For our 10-year wedding anniversary my wife and I took a trip to Paris and our usual Google Doc itinerary just wouldn’t do anymore.

Instead I wanted a custom travel website just for us. Not a generic itinerary app, but a personalized mobile site with our daily plans, restaurant recommendations, walking routes, and embedded maps we could access on the go.

With two kids, a full time job, and everything else going on in life I had no real time to do this myself. Instead, I had about four hours on a weeknight. No time for complex frameworks or build systems. So I partnered with GitHub Copilot to see how fast we could ship something real.

The Approach: Keep It Simple

We made a key decision upfront: build everything as self-contained HTML files. No external CSS or JavaScript files. No npm packages. No build process. Just standalone pages with embedded styles and scripts that would work anywhere, even offline if we saved them locally.

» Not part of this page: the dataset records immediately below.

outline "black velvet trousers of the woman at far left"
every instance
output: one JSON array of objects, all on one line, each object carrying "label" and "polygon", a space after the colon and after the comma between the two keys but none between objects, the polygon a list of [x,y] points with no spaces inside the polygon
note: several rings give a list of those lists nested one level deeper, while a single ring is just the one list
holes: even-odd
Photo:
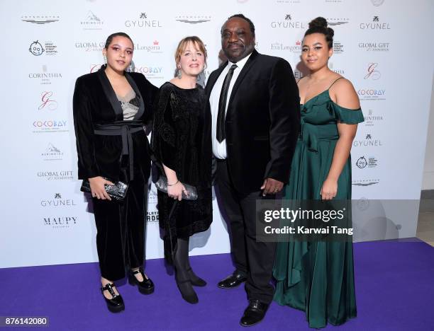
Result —
[{"label": "black velvet trousers of the woman at far left", "polygon": [[141,267],[145,260],[148,181],[137,172],[123,203],[96,198],[92,201],[101,276],[111,281],[122,279],[126,269]]}]

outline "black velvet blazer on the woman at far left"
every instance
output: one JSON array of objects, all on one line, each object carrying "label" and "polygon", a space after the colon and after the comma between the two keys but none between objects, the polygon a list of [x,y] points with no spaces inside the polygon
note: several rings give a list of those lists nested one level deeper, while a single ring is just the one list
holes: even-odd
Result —
[{"label": "black velvet blazer on the woman at far left", "polygon": [[[158,88],[143,74],[126,73],[131,87],[139,96],[142,110],[135,121],[150,124],[152,105]],[[77,79],[73,97],[74,129],[77,141],[78,178],[104,176],[118,180],[121,168],[123,141],[120,135],[97,135],[94,129],[99,124],[123,121],[121,104],[116,98],[104,67],[96,73],[86,74]],[[135,167],[140,167],[148,178],[150,175],[150,148],[145,130],[131,134]]]}]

This meant using vanilla JavaScript, CSS Grid and Flexbox for layouts, and CSS custom properties for theming. Old school, but fast and reliable.

The site needed four pages: a main itinerary with five days of activities, a recommendations page with 67 restaurants and shops organized by category, and two route pages for photo walks and morning runs.

The Map Problem

The first challenge hit immediately: “The maps aren’t loading.”

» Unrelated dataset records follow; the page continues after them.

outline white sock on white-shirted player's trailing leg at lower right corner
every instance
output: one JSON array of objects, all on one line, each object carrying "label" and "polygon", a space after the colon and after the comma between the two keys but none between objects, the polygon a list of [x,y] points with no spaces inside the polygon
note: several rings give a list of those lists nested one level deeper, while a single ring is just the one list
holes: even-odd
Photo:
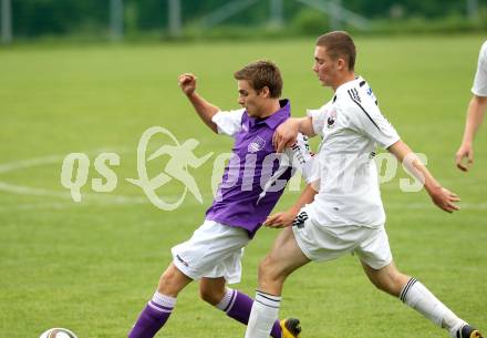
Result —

I’d tried embedding Google Maps with an API key, but it was restricted and required billing setup. Not worth the hassle for a personal project.

We pivoted quickly. Instead of embedded iframes, we used simple Google Maps search URLs. Each location became a button that opens directly in the Google Maps app on mobile. No API key needed, better UX, zero cost.

For the walking and running routes, we kept Leaflet.js with OpenStreetMap tiles. It’s free, lightweight, and perfect for visualizing paths with waypoints.

Designing Through Iteration

The fun part was iterating on the design in real-time. I’d ask for changes, see them implemented in seconds, then refine.

“Let’s update the header and add a footer.”
Boom. Sticky header with blur effect, consistent navigation, copyright footer.

“Can we add a baguette icon for branding?”
Custom SVG appears across all four pages.

“Actually, change it to an Eiffel Tower.”
New SVG, bronze and gold colors.

“You know what? Let’s just use emojis: 🥐 🇫🇷 🥖“
Perfect. Sometimes simpler really is better.

What We Shipped

In about four hours, we built:

  • 4 pages with consistent design and navigation
  • 67 location buttons with direct Google Maps links
  • Interactive accordions for daily itineraries (only one open at a time to save screen space)
  • Responsive layouts that work beautifully on mobile
  • Custom walking and running routes with map visualizations
  • Fast loading (<1 second) with no build step

The entire site is ~945 lines of code, loads instantly, and works perfectly on our phones.

Lessons Learned

1. You don’t need complex tools for simple projects. Plain HTML, CSS, and JavaScript got us 95% of the way there.

2. Constraints breed creativity. The Google Maps API restriction forced us to find a better solution.

3. Iteration is everything. We went through three icon designs in ten minutes. Without fast feedback loops, we’d have been stuck with version one.

4. AI collaboration works when you’re specific. “Make it look better” doesn’t work. “Add a sticky header with backdrop blur and consistent navigation buttons” does.

5. Ship it. Perfect is the enemy of done. We have a working travel site deployed to GitHub Pages, ready to use in Paris this week.

The best part? My wife loved it. Not because it’s technically impressive, but because it’s ours—custom-built for our trip, with our plans, our restaurants, our routes.

Sometimes the best code isn’t the most clever. It’s the code that ships and solves a real problem.


P.S. — The website is live. Four pages of maps, routes, and recommendations. All coded between 10 PM and midnight over a few weeks. Would I do it again? Absolutely. Did she use it? Obviously. Worth it.